I've written about SAP's Frictionless acquisition countless times on Spend Matters -- what it meant initially, the advantages it provided SAP, its disadvantages, and how the platform would ultimately become part of a broader On-Demand strategy encompassing a range of business applications. Now, it appears, a number of sources indirectly tied to -- though not employed by -- SAP are suggesting that the venerable ERP provider will soon kill off the Frictionless platform in favor of its home-grown Business ByDesign SaaS platform (originally aimed at just the SMB market). I reached out to SAP this week, and the contact I spoke with suggested that this is unequivocally not the case (when it comes to e-sourcing), and that we can expect to see the Frictionless platform continue to serve as the foundation for a range of On-Demand initiatives for some time.
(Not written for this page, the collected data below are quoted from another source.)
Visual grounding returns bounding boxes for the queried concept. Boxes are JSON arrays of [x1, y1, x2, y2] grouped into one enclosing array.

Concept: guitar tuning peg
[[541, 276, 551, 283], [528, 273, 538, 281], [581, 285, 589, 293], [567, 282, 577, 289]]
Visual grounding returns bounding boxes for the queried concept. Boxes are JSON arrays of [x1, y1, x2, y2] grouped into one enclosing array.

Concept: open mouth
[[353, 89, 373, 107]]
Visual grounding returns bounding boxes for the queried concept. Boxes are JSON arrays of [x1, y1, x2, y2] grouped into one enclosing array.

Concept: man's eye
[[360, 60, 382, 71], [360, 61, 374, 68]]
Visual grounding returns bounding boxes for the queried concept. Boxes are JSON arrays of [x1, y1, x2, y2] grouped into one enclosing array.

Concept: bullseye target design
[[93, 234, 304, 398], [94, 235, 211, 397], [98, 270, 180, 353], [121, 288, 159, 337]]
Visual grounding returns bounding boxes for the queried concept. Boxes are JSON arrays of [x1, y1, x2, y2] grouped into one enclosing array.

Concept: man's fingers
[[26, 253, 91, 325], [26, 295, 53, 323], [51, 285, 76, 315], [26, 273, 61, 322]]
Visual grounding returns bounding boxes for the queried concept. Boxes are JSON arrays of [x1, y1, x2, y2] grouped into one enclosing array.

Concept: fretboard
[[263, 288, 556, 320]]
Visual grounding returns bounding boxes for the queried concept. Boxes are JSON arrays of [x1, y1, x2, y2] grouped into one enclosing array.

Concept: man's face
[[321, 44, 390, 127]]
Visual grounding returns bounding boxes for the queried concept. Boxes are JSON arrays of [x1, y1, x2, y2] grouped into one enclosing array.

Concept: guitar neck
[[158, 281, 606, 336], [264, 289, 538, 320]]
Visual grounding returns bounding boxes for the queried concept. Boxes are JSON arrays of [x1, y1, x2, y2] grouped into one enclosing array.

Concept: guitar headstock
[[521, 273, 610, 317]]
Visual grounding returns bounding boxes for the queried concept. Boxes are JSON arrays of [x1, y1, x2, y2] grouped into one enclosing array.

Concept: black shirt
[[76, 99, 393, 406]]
However, not everyone is convinced.
Spend Matters has heard from multiple SAP partners in both the SI and BPO realms that SAP plans to change to ByDesign as soon as possible. (Two went so far as to suggest that the only reason the e-sourcing product remains on the product slate for 2010 is that its sales team would be in open rebellion if it were taken away.) My source at SAP again denies this rumor, insisting that the legacy platform is still very much alive; however, this source also said that when it comes to delivering a defined set of functionality and underlying capabilities, the ultimate choice of platforms is irrelevant.
At the end of the day, despite all this rabble-rousing, I also believe that it doesn't matter whether or not SAP keeps the Frictionless solution; Frictionless' fundamental strength was always its underlying architecture and configurability, rather than any functional superiority (or usability, however much it's improving today). What SAP customers and partners should be more concerned about is whether SAP ends up swapping out a solution in 2011 -- or whenever -- that is not yet at the functional level of the previous product. This would be just the type of boneheaded corporate move that large software companies are known to make, and it would, without question, cause open rebellion among partners and those in the field engaged in sales cycles (not to mention customers, if forced to switch prematurely).
Enough analysis here. What are your thoughts on how long SAP will end up keeping the Frictionless platform alive? (In getting in a final word this morning, I must commend the Frictionless team for originally building out a SaaS platform that was way ahead of its time.)